İkincisi PS’nin şu anda olduğu gibi uzun yıllardır Flaman özerkliğini savunan NVA ile koalisyon görüşmelerinde bulunduğu gerçeğidir. Bu parti birçok kesim tarafından ırkçı olarak nitelendirilmektedir. Nitekim 2014-2019 arasında NVA’da mültecilerden sorumlu bakan olarak görev yapan Theo Francken 2007’de Müslümanların Brüksel’i terk etmesinin iyi olacağını belirtmiştir. Francken 2011’de Fas ve Kongo diasporasının Belçika’ya bir şey katmadığını iddia etmiş, 2017’de ise açıkça Hristiyan sığınmacılara öncelik verilmesi gerektiğini de dillendirmiştir.
NVA gibi aşırı sağcı bir parti ile görüşmede sorun görmeyen PS’nin Emir Kır’ın MHP heyeti ile yapılan resmi ve rutin bir görüşmeyi ihraçla cezalandırması açık bir çifte standardı işaret etmektedir.
Avrupa’da başarılı olan Türk kökenli bireylerin üzerlerinde yoğun baskı olduğu aşikardır. Her fırsatta AK Parti hükümetine bağlılıkları ölçülen Avrupalı Türklerin iyi bir Avrupa vatandaşı olmaları için kırmızı çizgi olarak Cumhurbaşkanı Erdoğan ve Türkiye karşıtlığı belirlenmişe benziyor.
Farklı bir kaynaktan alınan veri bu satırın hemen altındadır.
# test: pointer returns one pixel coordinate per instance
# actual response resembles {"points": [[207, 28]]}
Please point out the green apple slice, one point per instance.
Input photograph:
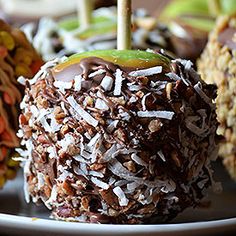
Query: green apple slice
{"points": [[128, 58]]}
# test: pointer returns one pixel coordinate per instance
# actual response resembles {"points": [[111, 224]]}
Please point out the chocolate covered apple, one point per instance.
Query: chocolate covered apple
{"points": [[118, 136]]}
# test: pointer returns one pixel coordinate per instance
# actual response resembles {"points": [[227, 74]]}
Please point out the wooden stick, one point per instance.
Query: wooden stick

Ancak burada mesafeli durmanın bile yetmediği ve Türk kökenli siyasetçilerden aktif bir karşıtlık ve Türkiye karşıtı pozisyon almalarının beklendiği anlaşılmaktadır. Emir Kır ve Mesut Özil olaylarının gösterdiği üzere Türkiye’ye karşı açıktan düşmanlık yapmayı reddeden kişilerin dışlanması uzun vadede beraberinde başka sorunları da getirecektir.